Company or project name

No response

Question

Hi CH crew, I found that one replica keep crashing during setup, and there are many mutationsFinalizingTask for different tables, event there is only ONE record in system.mutations table? What is the CH setup process, is there any setting to bypass the mutation execution? As we found that one table is no data/part/mutations, but still get the StorageReplicatedMergeTree::mutationsFinalizingTask error. Seems even no mutation, the CH still need to load the mutation, check execution and then update to ZK per each table? Could we optimize it, as the ZK may not stable?

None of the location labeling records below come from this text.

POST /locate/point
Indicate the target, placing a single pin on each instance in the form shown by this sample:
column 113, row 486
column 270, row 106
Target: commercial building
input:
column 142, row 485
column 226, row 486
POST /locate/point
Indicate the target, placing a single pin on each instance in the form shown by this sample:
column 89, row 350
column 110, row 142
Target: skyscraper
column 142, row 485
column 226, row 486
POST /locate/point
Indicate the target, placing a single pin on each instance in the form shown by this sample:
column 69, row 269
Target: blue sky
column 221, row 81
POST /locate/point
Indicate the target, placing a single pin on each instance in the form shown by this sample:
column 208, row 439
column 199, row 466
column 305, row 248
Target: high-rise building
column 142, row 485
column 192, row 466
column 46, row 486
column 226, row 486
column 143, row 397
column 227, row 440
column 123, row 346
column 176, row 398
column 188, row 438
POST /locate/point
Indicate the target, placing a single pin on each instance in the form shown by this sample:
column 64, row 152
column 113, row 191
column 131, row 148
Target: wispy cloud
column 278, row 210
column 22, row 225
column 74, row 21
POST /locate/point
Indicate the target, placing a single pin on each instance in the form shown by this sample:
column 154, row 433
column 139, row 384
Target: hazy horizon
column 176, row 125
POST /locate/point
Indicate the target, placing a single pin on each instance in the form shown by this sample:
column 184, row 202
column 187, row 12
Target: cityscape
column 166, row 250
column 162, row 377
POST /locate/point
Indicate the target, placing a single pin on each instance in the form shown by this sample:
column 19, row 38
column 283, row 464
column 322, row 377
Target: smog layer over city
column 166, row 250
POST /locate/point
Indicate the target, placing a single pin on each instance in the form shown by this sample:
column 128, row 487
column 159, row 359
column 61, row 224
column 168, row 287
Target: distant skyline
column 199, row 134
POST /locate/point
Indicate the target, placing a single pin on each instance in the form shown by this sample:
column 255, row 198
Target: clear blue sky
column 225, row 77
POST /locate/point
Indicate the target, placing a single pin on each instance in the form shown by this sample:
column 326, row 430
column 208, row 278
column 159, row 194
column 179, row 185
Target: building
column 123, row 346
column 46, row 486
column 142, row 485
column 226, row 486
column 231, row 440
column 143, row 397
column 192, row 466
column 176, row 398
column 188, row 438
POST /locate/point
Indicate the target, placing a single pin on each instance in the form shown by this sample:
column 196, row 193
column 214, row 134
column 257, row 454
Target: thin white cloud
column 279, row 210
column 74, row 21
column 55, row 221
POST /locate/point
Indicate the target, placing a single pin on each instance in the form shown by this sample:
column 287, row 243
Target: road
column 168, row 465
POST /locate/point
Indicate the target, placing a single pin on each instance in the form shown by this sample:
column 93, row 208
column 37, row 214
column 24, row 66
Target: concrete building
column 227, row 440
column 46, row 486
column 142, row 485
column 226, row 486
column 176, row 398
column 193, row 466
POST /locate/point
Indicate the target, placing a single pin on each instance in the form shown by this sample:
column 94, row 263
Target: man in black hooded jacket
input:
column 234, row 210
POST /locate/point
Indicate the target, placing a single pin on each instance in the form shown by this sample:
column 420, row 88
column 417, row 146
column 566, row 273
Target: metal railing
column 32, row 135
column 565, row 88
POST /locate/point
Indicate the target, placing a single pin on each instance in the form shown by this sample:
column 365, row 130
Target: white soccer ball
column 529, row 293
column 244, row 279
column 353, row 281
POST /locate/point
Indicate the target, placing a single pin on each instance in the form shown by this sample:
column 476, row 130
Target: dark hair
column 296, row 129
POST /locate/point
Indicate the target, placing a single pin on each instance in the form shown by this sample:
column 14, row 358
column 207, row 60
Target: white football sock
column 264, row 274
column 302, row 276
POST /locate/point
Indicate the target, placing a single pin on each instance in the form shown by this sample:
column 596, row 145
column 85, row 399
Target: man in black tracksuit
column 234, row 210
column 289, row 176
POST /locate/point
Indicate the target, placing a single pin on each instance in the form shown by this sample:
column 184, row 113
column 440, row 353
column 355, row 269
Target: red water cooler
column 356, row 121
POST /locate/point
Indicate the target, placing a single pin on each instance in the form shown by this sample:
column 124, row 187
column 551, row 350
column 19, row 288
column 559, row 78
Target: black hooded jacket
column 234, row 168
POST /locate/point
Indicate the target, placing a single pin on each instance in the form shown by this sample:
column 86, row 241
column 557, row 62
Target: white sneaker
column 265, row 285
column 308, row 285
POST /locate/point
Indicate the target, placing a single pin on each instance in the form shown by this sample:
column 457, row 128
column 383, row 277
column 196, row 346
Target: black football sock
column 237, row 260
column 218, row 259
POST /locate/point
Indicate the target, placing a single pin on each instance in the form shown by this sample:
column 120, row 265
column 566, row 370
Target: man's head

2024.07.04 21:31:13.194521 [ 463 ] {} (0d503ce9-043b-44ae-b305-3143a61d5c7b): void DB::StorageReplicatedMergeTree::mutationsFinalizingTask(): Code: 242. DB::Exception: Table is in readonly mode (replica path: /clickhouse/xxx/xxxx/tables/10/xxx/replicas/xx-xx-xx-10-01719836866). (TABLE_IS_READ_ONLY), Stack trace (when copying this message, always include the lines below):

  1. DB::Exception::Exception(DB::Exception::MessageMasked&&, int, bool) @ 0x000000000c5c4fbb
  2. DB::Exception::Exception(PreformattedMessage&&, int) @ 0x00000000077960ec
  3. DB::Exception::Exception<String const&>(int, FormatStringHelperImpl<std::type_identity<String const&>::type>, String const&) @ 0x00000000077b068b
  4. DB::StorageReplicatedMergeTree::assertNotReadonly() const @ 0x00000000113c3921
  5. void std::function::policy_invoker<void ()>::__call_impl<std::function::default_alloc_func<DB::StorageReplicatedMergeTree::StorageReplicatedMergeTree(String const&, String const&, DB::LoadingStrictnessLevel, DB::StorageID const&, String const&, DB::StorageInMemoryMetadata const&, std::shared_ptr, String const&, DB::MergeTreeData::MergingParams const&, std::unique_ptr<DB::MergeTreeSettings, std::default_delete>, DB::RenamingRestrictions, bool)::$_4, void ()>>(std::function::policy_storage const*) @ 0x000000001152658c
  6. DB::BackgroundSchedulePool::threadFunction() @ 0x000000000f9a7a40
  7. void std::function::policy_invoker<void ()>::__call_impl<std::function::default_alloc_func<ThreadFromGlobalPoolImpl<false, true>::ThreadFromGlobalPoolImpl<DB::BackgroundSchedulePool::BackgroundSchedulePool(unsigned long, StrongTypedef<unsigned long, CurrentMetrics::MetricTag>, StrongTypedef<unsigned long, CurrentMetrics::MetricTag>, char const)::$_0>(DB::BackgroundSchedulePool::BackgroundSchedulePool(unsigned long, StrongTypedef<unsigned long, CurrentMetrics::MetricTag>, StrongTypedef<unsigned long, CurrentMetrics::MetricTag>, char const)::$_0&&)::'lambda'(), void ()>>(std::function::policy_storage const*) @ 0x000000000f9a8ae7
  8. void std::thread_proxy[abi:v15000]<std::tuple<std::unique_ptr<std::thread_struct, std::default_delete>, void ThreadPoolImpl::scheduleImpl(std::function<void ()>, Priority, std::optional, bool)::'lambda0'()>>(void) @ 0x000000000c676f83
  9. ? @ 0x000072d916a2a609
  10. ? @ 0x000072d916945353 (version 24.5.1.1763 (official build))
CurtizJ commented 2 weeks ago

Does the table really fail to startup? I think replica should start as readonly in that case.

kazhou2024 commented 1 week ago

Does the table really fail to startup? I think replica should start as readonly in that case.

Yes, we have 3*16 replicas, there is one replica was keeping crashing for 6 hours with above error as we have 200+ tables, and finally succeed once no ZK error.